After the setup, my ESP tries to connect to an SSID which I don't have anymore every second. This is despite the fact that I ran the ClearEepromConfig sketch. Maybe that one also is not ESP8266 compatible
@elcaron in both cases it fails to detect your atsha device so something is not healthy with the driver and your esp board. I am afraid I have no clue what it might be. The driver is designed to ensure device timings are kept. I also double checked that it ensures proper delay after wakeup. So either the esp port timer is lying or there is something else that is dodgy.
I am sorry to say I have no statistics on atsha users so I don't know if anyone else have been using it successfully with esp or if you are the first to ever attempt it. -
I'll try another D1 Mini tomorrow. I have already tried it before when it just failed with 2.1.1, but this time, I'll investigate further.
I think the ESP looses sync at some point. in 2.1.1 immediately, when I first tested with 2.2.0 between detection of ATSHA and key generation, now between wakeup acknowledgement and ATHSHA detection (serial and such)
-
I'll try another D1 Mini tomorrow.
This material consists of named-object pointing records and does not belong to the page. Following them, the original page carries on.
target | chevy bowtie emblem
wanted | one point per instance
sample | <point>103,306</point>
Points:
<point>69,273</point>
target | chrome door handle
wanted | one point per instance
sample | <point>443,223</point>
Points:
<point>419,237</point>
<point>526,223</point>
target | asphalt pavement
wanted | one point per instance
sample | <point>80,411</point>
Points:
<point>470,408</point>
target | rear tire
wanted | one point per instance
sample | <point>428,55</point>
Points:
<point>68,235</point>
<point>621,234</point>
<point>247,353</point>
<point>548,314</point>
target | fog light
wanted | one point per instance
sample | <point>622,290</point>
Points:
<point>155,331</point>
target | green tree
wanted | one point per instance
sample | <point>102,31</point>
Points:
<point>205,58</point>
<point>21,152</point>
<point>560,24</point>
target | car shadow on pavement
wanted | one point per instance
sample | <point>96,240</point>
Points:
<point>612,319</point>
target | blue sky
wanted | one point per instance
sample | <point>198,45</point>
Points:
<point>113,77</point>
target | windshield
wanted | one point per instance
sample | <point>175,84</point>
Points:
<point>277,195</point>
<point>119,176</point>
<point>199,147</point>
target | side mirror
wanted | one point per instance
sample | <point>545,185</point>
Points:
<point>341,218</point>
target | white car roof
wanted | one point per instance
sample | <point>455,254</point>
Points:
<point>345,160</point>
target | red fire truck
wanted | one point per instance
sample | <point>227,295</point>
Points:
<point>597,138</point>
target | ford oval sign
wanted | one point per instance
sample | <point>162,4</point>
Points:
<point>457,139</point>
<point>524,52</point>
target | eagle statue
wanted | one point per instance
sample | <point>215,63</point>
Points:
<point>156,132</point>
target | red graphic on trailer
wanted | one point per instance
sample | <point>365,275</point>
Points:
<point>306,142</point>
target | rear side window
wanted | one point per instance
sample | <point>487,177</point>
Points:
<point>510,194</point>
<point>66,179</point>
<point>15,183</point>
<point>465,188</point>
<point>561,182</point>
I have already tried it before when it just failed with 2.1.1, but this time, I'll investigate further.
I think the ESP looses sync at some point. in 2.1.1 immediately, when I first tested with 2.2.0 between detection of ATSHA and key generation, now between wakeup acknowledgement and ATHSHA detection (serial and such)
@elcaron it might be that something takes too long time and the atsha watchdog kicks in. But I find that highly unlikely as the esp is far more powerful than a atmega328p. I appreciate that you dig more at some point. I'll gladly assist any way I can.
-
Some more findings:
- On my Wemos D1 Mini Pro, I can reliably (3 alternating uploads, multiple resets each) read the serial number when I flash with 160MHz setting in the IDE, but not with 80MHz. Key generation fails with both frequencies. I think if looses sync later, but eventually, it does.
- I could reproduce this with 2 Wemos D1 Mini from different batches. One of those fresh from that back, the other two where used for MySensors tests before and try to connect to my old Wifi every second after the sketch.
ESP8266 board code now fresh from Github. Again, I had similar issues with the ESP and the single wire interface of the DHT22. The ESP is a single core that runs wifi functions in the background. It just might not be up to the task of keeping these timings accurate.
I ordered an ESP32 module last week, that should have one core dedicated to the sketch. Until then, I will use soft signing on the gateway. If anyone would like something tests, I can try, though.